The study, “Measuring Black Men’s Police-Based Discrimination Experiences, Development and Validation of the Police and Law Enforcement (PLE) Scale,” is available online and published in the April print edition of Cultural Diversity and Ethnic Minority Psychology, a publication of the American Psychological Association.

The Police and Law Enforcement Scale, a series of eight questions about individuals’ experiences with law enforcement, can help to document discrimination by police. It can be applied to the black community at large to demonstrate the bias these citizens often feel.

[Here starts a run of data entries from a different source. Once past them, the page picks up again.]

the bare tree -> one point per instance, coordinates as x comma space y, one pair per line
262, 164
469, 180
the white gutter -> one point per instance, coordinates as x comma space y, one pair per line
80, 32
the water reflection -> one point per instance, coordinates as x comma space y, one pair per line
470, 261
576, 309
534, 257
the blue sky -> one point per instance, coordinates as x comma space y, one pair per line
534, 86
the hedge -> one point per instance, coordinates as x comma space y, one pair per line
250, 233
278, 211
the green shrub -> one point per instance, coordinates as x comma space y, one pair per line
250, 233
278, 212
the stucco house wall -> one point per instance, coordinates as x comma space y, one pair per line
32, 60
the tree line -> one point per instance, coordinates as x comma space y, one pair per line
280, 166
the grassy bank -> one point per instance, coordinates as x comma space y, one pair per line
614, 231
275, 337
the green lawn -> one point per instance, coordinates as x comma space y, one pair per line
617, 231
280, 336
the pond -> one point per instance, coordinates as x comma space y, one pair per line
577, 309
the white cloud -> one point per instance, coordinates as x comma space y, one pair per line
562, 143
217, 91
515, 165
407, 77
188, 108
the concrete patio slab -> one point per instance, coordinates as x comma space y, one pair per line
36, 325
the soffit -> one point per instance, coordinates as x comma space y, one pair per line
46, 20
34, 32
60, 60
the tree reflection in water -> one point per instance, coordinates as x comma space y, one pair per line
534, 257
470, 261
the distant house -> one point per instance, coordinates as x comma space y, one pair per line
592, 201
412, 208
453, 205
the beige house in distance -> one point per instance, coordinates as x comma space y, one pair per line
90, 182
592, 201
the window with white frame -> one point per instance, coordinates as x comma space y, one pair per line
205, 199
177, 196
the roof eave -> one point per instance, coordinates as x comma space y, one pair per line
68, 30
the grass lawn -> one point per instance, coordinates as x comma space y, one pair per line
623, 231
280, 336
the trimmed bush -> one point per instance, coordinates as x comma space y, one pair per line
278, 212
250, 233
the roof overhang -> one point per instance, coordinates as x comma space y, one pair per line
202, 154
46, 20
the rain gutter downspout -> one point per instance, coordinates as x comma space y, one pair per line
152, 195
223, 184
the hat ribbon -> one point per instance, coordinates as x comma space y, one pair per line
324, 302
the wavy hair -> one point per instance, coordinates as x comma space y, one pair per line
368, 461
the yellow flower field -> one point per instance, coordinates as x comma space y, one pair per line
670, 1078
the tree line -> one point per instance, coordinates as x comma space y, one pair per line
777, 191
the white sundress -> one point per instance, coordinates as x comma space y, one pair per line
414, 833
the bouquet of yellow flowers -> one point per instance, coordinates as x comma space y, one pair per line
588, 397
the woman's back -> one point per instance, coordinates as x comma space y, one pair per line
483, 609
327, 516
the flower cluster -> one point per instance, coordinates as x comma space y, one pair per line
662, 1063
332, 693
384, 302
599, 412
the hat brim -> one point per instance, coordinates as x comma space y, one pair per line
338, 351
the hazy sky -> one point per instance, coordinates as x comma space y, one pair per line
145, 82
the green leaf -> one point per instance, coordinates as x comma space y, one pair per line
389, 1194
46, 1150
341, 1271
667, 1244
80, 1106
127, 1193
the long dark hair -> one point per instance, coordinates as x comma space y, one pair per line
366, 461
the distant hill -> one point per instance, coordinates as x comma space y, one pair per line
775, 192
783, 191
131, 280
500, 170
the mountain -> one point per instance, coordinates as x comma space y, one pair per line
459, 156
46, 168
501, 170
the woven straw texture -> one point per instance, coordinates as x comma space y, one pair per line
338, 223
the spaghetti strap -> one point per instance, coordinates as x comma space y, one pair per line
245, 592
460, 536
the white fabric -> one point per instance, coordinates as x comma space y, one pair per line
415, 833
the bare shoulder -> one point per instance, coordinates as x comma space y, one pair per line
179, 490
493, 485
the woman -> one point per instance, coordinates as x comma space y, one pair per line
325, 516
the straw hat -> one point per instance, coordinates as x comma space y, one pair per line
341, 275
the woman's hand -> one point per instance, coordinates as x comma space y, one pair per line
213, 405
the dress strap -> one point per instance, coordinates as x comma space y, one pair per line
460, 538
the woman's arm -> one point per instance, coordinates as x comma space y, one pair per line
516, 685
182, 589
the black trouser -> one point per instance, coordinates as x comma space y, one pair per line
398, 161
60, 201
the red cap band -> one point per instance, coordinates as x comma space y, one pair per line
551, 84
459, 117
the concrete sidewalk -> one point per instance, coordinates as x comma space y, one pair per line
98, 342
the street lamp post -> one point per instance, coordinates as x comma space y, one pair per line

The researchers deployed the questionnaire through computer assisted, phone-based interviews with 1,264 black men in Georgia. Those surveyed had a wide variety of socioeconomic, regional and legal backgrounds. The results show that more than half of black men surveyed reported that they experienced some sort of police bias in the last five years. Further, the majority of men who experienced police bias said it happened several times per year. 

The researchers note that most scientific literature on the subject typically includes the police’s point of view of the experience and rarely that of the person who had the interaction with the police. The new Police and Law Enforcement Scale can help to balance out the record so that it includes the perspective of individuals who have interactions with police.